Just as you have legitimized womanhood, by performing in this case, you would be legitimizing a power structure that subjugates the masses simply for existing.
We understand that calling you a bitch is the opposite of helpful and demeans all women, even as we need only look at collegiate divestment movements and examples like Black Lives Matter or Linda Sarsour to see how women often outnumber men in the frontlines of organizing.
We know that, beyond the simple rules of basic human decency, calling you the n-word creates a division between us and our Black allies and invalidates the solidarity and mutual empowerment Palestinian Liberation and Black Lives Matter activists gain from each other through movements like Ferguson 2 Palestine and the like.

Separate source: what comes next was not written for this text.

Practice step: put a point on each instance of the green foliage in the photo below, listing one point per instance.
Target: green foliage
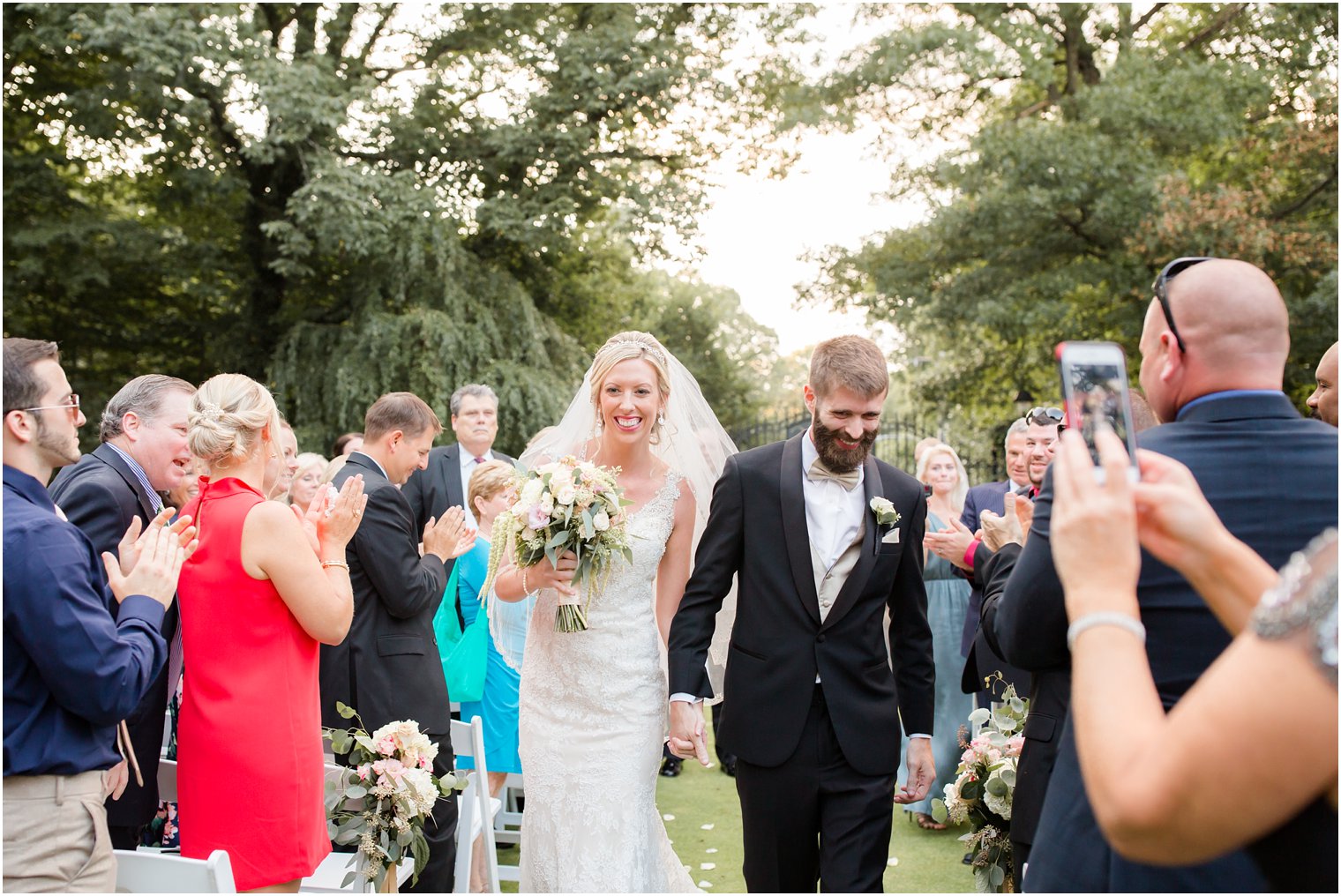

But I say all of this not to excuse you, if these rumors are in fact true. Instead, I recognize that we perhaps haven’t been vocal enough in our awareness efforts, and want to give you the chance to save face and learn a thing or two about human rights and the causes near and dear to some of your most avid fans.
I know Jennifer Lopez and Bruce Springsteen might have you thinking that it’s trendy to play in Israel right now, but you know what else is trendy? The right to self-determination. I urge you to look at examples of Lauryn Hill, Pink Floyd, Santana, Annie Lennox, Elvis Costello and even Bono, who have refused to perform in Israel, because they recognize how wrong it is to arbitrarily kill civilians and how its policies mirror those of an apartheid state.
They’re aware of Israel’s desperate attempts to detract from the global Boycott, Divestment and Sanctions (BDS) movement by whitewashing the oppression of an entire people.
I hope you’ll now lend your amplifying powers to elevate the right to basic human dignity too.
You see Bey, you’re an icon — but you still live in the same world as the rest of us. And it’s an ugly world — and that makes the broader implications of all of your actions even more important.
As an artist, I imagine it’s easy to think that your music is sometimes just for entertainment purposes — but being a cultural icon gives you enormous political power, too, and you don’t get to pick and choose when your work is going to be received as a political statement.
Though you may not actively, knowingly support genocide, playing a concert in Tel Aviv undeniably would allow those who are carrying it out to use your image and as a poster child for their cause.
I know performing is second nature to you, your performances aren’t in a separate sphere or in a vacuum. Just as you have legitimized womanhood, by performing in this case, you would be legitimizing a power structure that subjugates the masses simply for existing.
I know that it can be hard to do the right thing in the face of propaganda. Especially when so many of our politicians have fallen victim to it, I can understand any confusion you might have. But I have faith in you Queen Bey — after all, I know you once “sneezed on the beat and the beat got sicker,” so I hope you’ll now lend your amplifying powers to elevate the right to basic human dignity, too. Maybe you’re not “***Flawless,” but I ask that you recognize this is one “Partition” that does in fact need to come down.